Be Better, Not Bitter
Choosing Healing Over Holding On ❤️🩹

Hello to all my Fabulous ladies! How is your second week of July going?
I hope you all had a safe, fun, restful, Fourth of July weekend. I usually get melancholy right after the fourth, because I used to see it as the middle of summer ending. This year, funny enough, I don’t feel sad about the 4th of July passing. I accept it, remind myself to remain and live in the present, and make sure
that I am grateful for each day.
I hope you all had a chance to read last week’s blog called The Audacity to be Free. If not, it’s always available at your convenience. After I finished
writing that blog and re-read what I wrote, it got me thinking about many things in my life and all the encounters that I’ve had and have let go of.
For some reason, the word bitter came into mind. Why? How? I have no idea at first. But as I re-read my blog again, I realized that you can’t have the audacity to be free if you hold onto bitterness. Unfortunately, bitterness will give you another type of audacity but it certainly isn’t free.
Bitterness and audacity come from the same emotional root system: unprocessed pain, unmet needs, and unapologetic truth.
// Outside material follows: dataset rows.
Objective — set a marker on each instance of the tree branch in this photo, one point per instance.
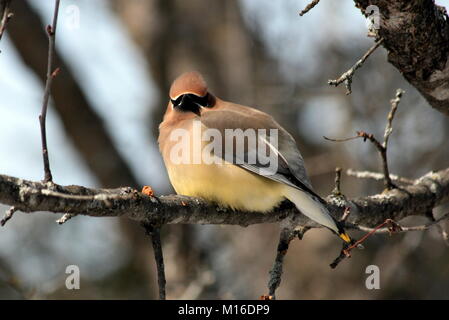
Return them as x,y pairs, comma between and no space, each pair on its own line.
420,198
51,33
416,36
346,77
5,15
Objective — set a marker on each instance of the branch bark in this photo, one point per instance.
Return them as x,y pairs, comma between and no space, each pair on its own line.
420,198
416,36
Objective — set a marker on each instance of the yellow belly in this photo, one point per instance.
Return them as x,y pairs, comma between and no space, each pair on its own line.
226,184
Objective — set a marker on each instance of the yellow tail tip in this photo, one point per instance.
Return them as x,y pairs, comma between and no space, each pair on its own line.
345,237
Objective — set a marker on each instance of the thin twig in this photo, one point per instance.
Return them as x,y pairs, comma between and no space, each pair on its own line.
309,7
8,215
285,237
347,76
51,74
155,233
381,147
337,190
377,176
5,15
380,230
346,250
394,106
393,228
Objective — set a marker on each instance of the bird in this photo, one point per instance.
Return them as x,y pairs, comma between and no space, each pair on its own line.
234,181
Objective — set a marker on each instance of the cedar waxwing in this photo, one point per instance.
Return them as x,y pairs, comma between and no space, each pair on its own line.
234,181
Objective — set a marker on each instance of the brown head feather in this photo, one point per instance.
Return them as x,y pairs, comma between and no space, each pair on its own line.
188,82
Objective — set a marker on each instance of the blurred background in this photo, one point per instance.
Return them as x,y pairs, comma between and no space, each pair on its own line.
118,58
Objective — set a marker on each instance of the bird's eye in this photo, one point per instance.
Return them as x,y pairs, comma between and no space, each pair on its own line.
176,102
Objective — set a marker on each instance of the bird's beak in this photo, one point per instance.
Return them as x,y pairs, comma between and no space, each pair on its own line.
345,237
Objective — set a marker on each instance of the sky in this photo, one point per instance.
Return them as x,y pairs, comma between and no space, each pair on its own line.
115,78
Often, bitterness is the seed, and audacity is the bloom.
In my professional career and in my personal experience, I’ve encountered many people who’ve allowed bitterness to control and keep them captive. They’ve allowed the unhealed disappointments to follow them throughout their lives and have chosen to remain a victim of that disappointment.
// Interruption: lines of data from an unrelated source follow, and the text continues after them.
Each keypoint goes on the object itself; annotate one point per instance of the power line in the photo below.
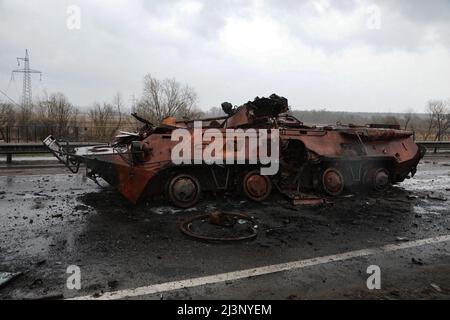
(9, 98)
(26, 90)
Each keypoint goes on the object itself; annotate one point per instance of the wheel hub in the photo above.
(184, 189)
(333, 181)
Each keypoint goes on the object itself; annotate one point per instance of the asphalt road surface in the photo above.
(50, 220)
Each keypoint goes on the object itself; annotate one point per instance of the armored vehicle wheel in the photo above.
(333, 181)
(256, 186)
(380, 179)
(183, 190)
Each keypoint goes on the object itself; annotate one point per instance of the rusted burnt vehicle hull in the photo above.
(321, 159)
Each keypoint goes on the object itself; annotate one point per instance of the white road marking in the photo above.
(247, 273)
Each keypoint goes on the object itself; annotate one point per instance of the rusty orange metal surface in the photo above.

I’ve seen some really kind, hardworking, people who’ve always done what is “right” turned mean, cynical, and selfish because they believe that the world
treats them unjustly. When I say selfish, I’m talking about the kind that wishes the downfall of others due to hate, misunderstandings, and preaches inequality. That’s not the type of selfishness that I talk about when I empower all of you to be selfish in forging your own path.
Have you ever encountered someone whose goal in life seems to make everyone around them so miserable that it’s difficult to be in their present?
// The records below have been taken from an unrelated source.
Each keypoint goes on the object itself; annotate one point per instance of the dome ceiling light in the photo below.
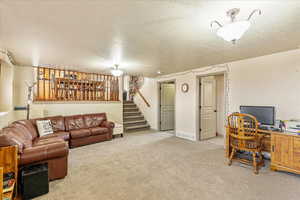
(116, 71)
(235, 30)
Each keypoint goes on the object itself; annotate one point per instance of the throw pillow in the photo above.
(44, 127)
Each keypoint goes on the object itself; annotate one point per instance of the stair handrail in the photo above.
(142, 96)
When you meet someone like that, do you think “Damn! What happened to them to make them so damn bitter?”
Everyone’s life and history is different but chances are, the following events may have occurred in that person’s life:
- Sacrificed too much and received too little
- Been told to be "grateful" instead of being heard
- Buried their anger instead of having their boundaries
- Betrayal you never got closure from
- Being overlooked when you gave your all
- Watching others succeed by cutting corners, while you played fair
I used to have this one friend who would call me up anytime someone built a bigger house than hers, be upset when she felt that others “cheated” the system while she played fair, and had to work harder than others. The non-stop complaining got old and I realized that even though she had “everything” from the looks externally, there was a lot of bitterness within her. Needless to say, I had to say sayonara to that relationship because it was draining.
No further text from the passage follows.